La vera sfida strategica non è quindi far crescere Milano come città compatta, ma costruire una metropoli policentrica, sostenibile, infrastrutturata e basata sulla conoscenza. Milano ha già una forte posizione internazionale dal punto di vista economico, finanziario, della moda e del design, ma per competere con le grandi aree metropolitane europee deve rafforzare la propria struttura territoriale metropolitana, migliorare le infrastrutture ferroviarie e metropolitane, distribuire università e ricerca sul territorio, rigenerare le aree industriali e costruire una grande rete ambientale metropolitana.

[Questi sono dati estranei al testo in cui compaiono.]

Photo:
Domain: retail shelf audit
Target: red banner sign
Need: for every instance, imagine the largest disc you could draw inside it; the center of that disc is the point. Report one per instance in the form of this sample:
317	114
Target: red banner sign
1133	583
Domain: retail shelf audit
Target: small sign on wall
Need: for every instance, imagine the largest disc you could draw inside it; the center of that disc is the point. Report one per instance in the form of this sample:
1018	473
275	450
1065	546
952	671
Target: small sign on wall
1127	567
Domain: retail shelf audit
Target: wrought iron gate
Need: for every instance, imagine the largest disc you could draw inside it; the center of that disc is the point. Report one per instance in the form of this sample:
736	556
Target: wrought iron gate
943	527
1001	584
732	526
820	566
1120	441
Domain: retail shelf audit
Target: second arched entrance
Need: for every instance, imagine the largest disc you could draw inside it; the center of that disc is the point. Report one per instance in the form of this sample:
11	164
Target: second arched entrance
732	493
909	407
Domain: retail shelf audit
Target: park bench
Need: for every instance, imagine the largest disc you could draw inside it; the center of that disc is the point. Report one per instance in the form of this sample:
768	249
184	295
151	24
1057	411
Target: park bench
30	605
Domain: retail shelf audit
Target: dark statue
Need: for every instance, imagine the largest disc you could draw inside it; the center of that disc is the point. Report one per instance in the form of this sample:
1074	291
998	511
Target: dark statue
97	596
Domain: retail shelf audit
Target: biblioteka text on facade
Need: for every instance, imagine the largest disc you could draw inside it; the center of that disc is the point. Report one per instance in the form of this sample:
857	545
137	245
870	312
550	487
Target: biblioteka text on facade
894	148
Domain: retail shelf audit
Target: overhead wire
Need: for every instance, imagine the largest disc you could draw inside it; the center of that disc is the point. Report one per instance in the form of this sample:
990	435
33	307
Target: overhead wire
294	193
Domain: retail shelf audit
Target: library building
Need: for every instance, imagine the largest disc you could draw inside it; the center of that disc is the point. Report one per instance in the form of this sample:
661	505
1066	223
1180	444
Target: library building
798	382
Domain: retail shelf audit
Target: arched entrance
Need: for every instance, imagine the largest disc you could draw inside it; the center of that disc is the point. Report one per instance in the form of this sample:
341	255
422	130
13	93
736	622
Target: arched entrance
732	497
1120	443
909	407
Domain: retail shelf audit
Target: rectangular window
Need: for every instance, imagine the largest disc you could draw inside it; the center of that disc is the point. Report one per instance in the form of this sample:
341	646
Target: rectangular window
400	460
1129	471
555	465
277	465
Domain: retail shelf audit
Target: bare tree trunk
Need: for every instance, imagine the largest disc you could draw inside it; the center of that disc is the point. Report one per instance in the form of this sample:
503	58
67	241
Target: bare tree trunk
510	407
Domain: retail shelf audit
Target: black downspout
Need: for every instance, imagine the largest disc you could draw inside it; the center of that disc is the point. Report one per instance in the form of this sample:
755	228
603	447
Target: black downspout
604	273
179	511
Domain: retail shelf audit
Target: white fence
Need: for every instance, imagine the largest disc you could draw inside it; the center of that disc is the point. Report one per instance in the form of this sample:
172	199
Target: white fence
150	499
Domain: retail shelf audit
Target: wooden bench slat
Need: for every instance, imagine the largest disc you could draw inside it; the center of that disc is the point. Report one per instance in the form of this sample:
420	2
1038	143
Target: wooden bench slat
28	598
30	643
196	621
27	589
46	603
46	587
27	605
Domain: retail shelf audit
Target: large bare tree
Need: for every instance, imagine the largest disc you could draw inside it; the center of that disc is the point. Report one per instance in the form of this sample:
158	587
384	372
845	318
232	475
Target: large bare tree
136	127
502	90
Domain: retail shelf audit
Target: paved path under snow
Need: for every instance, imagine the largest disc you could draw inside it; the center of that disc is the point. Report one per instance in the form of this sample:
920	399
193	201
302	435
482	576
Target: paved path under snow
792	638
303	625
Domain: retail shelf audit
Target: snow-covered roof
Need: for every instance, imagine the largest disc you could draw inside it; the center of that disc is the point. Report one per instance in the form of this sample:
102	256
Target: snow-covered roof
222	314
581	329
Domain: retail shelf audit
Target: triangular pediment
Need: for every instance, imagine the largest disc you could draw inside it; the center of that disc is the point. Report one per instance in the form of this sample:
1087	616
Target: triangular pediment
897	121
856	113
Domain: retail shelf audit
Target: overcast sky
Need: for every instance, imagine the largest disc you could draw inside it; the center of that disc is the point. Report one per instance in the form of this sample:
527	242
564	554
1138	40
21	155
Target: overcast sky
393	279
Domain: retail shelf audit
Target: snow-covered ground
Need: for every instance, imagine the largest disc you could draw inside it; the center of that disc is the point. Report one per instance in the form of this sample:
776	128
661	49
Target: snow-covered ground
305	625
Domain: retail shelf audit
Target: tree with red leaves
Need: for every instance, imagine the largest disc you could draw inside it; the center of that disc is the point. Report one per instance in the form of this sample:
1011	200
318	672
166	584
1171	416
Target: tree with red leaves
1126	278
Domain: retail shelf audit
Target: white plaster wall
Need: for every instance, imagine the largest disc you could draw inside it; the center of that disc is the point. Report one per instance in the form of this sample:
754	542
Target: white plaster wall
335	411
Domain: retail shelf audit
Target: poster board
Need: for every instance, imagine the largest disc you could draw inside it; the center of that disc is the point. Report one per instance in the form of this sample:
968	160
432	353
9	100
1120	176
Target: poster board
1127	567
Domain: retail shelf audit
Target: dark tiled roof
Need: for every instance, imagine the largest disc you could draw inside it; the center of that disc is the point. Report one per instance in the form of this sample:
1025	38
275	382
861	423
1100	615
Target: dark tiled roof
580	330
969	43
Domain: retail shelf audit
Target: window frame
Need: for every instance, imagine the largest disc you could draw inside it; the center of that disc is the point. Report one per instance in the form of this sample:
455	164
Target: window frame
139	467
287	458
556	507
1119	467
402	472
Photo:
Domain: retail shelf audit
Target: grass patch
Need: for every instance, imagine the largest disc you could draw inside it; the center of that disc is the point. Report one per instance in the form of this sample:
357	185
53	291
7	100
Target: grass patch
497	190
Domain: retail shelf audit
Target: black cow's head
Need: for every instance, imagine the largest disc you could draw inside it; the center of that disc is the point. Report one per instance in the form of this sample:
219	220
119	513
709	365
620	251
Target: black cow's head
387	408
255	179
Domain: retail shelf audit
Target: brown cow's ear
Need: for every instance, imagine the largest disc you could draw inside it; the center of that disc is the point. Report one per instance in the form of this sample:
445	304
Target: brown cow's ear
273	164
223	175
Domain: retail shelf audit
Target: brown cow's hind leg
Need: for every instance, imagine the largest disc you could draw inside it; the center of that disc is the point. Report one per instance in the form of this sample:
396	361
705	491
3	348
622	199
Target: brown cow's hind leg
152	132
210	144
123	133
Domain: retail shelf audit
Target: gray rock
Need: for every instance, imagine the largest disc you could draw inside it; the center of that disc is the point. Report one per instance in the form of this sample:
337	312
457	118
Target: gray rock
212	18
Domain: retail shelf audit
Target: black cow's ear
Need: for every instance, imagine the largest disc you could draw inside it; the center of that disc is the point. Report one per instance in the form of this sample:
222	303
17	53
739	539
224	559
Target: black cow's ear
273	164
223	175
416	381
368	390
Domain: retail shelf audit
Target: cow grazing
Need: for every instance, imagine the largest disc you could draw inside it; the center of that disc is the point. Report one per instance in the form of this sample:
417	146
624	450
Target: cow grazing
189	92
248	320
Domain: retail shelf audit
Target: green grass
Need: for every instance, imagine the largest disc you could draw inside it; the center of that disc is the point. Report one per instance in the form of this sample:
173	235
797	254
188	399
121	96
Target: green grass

Per finire, la domanda strategica per il futuro non è come deve crescere la città di Milano, ma come deve organizzarsi la Città Metropolitana di Milano per diventare una delle grandi metropoli europee dei prossimi decenni. La competizione internazionale si giocherà sempre di più tra aree metropolitane e non tra singole città, e vinceranno quei territori che sapranno organizzare infrastrutture, conoscenza, ambiente, qualità urbana e capacità di attrarre talenti all’interno di una visione strategica di lungo periodo. Milano ha tutte le caratteristiche per farlo, ma deve iniziare a pensarsi e a pianificarsi non più come un comune grande, ma come una vera metropoli europea.

Cominciare ad agire concretamente per realizzare città che facciano immaginare ai strateghi italiani e ai migliori creativi del mondo che venire a vivere e lavorare nelle nostre città, l’area metropolitana è un’utopia realizzabile. Vivere orgogliosi non solo per il passato che ci circonda ma anche per la capacità di plasmare il futuro.